Et ce film est génial, parce qu’il s’attache certes à
raconter l’histoire des derniers jours du Führerbunker (ce terrier fortifié au cœur
du Berlin, poumon du régime nazi) et de ses occupants, mais aussi nous permet
de suivre quelques personnages secondaires, dont l’Histoire n’a pas retenu le
nom (le gamin des Jeunesses hitlériennes, décoré par l’Adolf au milieu de la
débâcle berlinoise – qui est la dernière apparition historique publique d’Hitler
– qui finit par traverser les lignes russes avec Junge).
La fiction |
et l'Histoire ... |
L’essentiel du film se passe au printemps 1945 alors
que Berlin est sous un tapis de bombes anglaises et américaines, sous le feu de
l’artillerie russe et que les soldats russes avancent rue après rue vers le
centre névralgique de la capitale allemande. Dans son bunker, Hitler au milieu
des dignitaires du régime, est le seul à croire à un retournement de situation.

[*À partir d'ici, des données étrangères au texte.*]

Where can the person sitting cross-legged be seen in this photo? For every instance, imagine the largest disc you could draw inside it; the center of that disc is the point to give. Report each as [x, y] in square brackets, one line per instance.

Il faut le voir, cet ancien caporal dont l’audace militaire a failli lui faire
conquérir le monde, penché sur ses cartes, ordonner des offensives ou des
contre-offensives alors que les troupes en question n’existent plus, ce que
tout le monde se garde bien de lui dire pour ne pas essuyer ses terribles (et parfois
mortelles) colères. Il faut le voir rêver encore devant des maquettes du centre-ville
de Berlin qu’il avait en projet de réaménager, alors que la ville n’est plus qu’un
champ de ruines où les dernières troupes nazies essayent de résister en tuant tous
ceux qui refusent (ou pourraient peut-être refuser) cette ultime boucherie. Il
faut voir Hitler, quand il comprend que tout est perdu, refuser de capituler et
souhaitant à tous les Allemands de crever parce qu’ils n’ont pas su réaliser
son rêve idiot de suprématie mondiale … Tiens, en passant, certains ont noirci
des feuillets pour s’indigner que jamais il ne soit fait mention de la Shoah dans
le film. D’abord c’est pas le sujet du film, et ensuite il me semble bien que la
« solution finale » était un secret assez bien gardé y compris au
sein des plus hautes sphères nazies, tout le monde ne savait pas et ceux qui
savaient n’en parlaient pas …
Il y a dans « La Chute » comme un air de
déclin de l’Empire romain, avec ses scènes de beuverie dans le bunker (pas l’Adolf,
il était strictement végétarien et ne s’accordait que quelques gorgées de vin),
et ses fêtes (je vois pas d’autres mots) dont l’instigatrice principale était
Eva Braun, la maîtresse qui deviendra sa femme la veille de leur suicide
commun. Personnage étonnant (elle était bien plus jeune que lui, insouciante et
gaie d’apparence, passant son temps à fumer, picoler et danser et entraînant
les militaires de garde ou les dignitaires de passage dans ses folles
sarabandes que n’interrompaient pas les déflagrations assourdies des bombes …).
La famille Goebbels |
Mais les scènes les plus saisissantes sont celles
qui mettent en scène la famille Goebbels. Lui est joué par Ulrich Mattes, un acteur
dont le seul fait d’armes si j’ose dire était des apparitions récurrentes dans
la série policière au ralenti Derrick. Goebbels est austère, taiseux, et
chacune de ses apparitions fait froid dans le dos. Il sera l’héritier d’Hitler
après les défections (trahisons dit-on dans le bunker) des guère reluisants
Himmler et Goering. Son royaume en ruines ne survivra que de quelques jours à
la mort d’Hitler, le temps de la scène la plus effrayante du film, sa femme tuant
(en leur faisant gober une ampoule de cyanure alors qu’ils sont sous sédatifs)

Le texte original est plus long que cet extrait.